Dunque, il rifiuto del Partito Democratico e di Sinistra Unita è solo l’ennesimo episodio di odio ideologico nei confronti della figura di Rolando Rivi, ma nonostante questo è di una gravità e di un’importanza straordinaria. La gravità sta nel fatto che dei rappresentanti delle istituzioni rifiutino di intitolare una rotonda al nome di un martire per il solo fatto che questa memoria getterebbe delle ombre su una pagina della nostra storia ritenuta gloriosa. Se si vuole davvero chiudere un capitolo infausto della nostra storia nazionale bisogna ammettere e riconoscere le nefandezze compiute da alcune formazioni partigiane. In questo sta anche l’importanza del fatto, perché rivela un segreto di Pulcinella sulla sinistra italiana. Per quanto abbia cercato di cambiare abito e di sbiancarsi, gettandosi addosso una generosa tanica di varichina, essa si sente ancora figlia del Partito Comunista Italiano. Un partito che applaudiva ai carri armati, che aveva le mani sporche di sangue di stragi e mattanze, sempre pronto a disseppellire la mitraglietta. Un cadavere che si credeva totalmente sepolto da Massimo D’Alema, nel lontano 1994, invece è imbalsamato come un feticcio ed il suo fetore è insopportabile. Questo ottuso negazionismo che pervade le varie anime della sinistra che compongono questi due partiti, dai socialdemocratici ai cristianosociali fino ai liberal progressisti e i post comunisti, fa capire come l’ideologia, che dell’idea è solo un’evoluzione deteriore, ancora non si sia spenta. Tentare di coprire di silenzio la morte di Rolando Rivi o Giuseppina Ghersi non cambia il fatto che essi siano morti per mano di uomini che sventolavano la bandiera rossa, la stessa che viene sventolata in piazza ogni 25 Aprile, salutati come liberatori e festeggiati come eroi ma, nei fatti, assassini come i loro avversari o forse anche peggio, perché nell’efferatezza di questi delitti si vaneggiava di libertà e democrazia.

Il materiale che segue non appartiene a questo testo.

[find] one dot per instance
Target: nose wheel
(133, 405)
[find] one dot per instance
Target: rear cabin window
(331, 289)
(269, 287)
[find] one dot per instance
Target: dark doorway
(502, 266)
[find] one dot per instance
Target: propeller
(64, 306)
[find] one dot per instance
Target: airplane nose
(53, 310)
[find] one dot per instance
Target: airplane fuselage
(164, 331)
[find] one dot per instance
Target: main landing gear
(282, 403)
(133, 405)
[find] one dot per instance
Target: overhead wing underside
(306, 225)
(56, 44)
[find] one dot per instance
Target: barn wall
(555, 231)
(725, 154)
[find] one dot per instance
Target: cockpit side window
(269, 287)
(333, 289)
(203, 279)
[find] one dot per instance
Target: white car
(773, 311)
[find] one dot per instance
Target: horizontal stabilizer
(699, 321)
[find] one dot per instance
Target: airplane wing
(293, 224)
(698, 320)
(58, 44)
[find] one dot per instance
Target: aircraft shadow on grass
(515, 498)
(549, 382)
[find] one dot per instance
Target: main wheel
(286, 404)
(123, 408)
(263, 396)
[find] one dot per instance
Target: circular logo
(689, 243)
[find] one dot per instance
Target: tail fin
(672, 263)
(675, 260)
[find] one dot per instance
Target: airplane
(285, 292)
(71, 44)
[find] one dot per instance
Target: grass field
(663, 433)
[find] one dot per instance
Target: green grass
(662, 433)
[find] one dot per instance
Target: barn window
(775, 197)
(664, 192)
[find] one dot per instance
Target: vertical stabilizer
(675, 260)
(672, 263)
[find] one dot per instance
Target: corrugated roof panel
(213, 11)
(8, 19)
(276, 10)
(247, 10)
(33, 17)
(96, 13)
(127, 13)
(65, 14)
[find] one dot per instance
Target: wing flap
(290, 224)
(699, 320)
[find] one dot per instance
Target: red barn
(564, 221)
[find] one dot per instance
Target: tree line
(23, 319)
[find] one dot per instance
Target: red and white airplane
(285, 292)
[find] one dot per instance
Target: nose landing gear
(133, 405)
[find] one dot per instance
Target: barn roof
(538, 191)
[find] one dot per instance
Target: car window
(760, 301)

L’unico modo che la sinistra ha per fare i conti con la propria storia è concludere una guerra civile portata avanti da una classe intellettuale e politica feticista di un dogma laico ed intoccabile, quale è la Resistenza con la “R” maiuscola. Una guerra civile combattuta ad oltranza, anche dopo il 25 Aprile del 1945, contro spettri e mulini a vento, non più sulle montagne ma in ogni ambito della società italiana.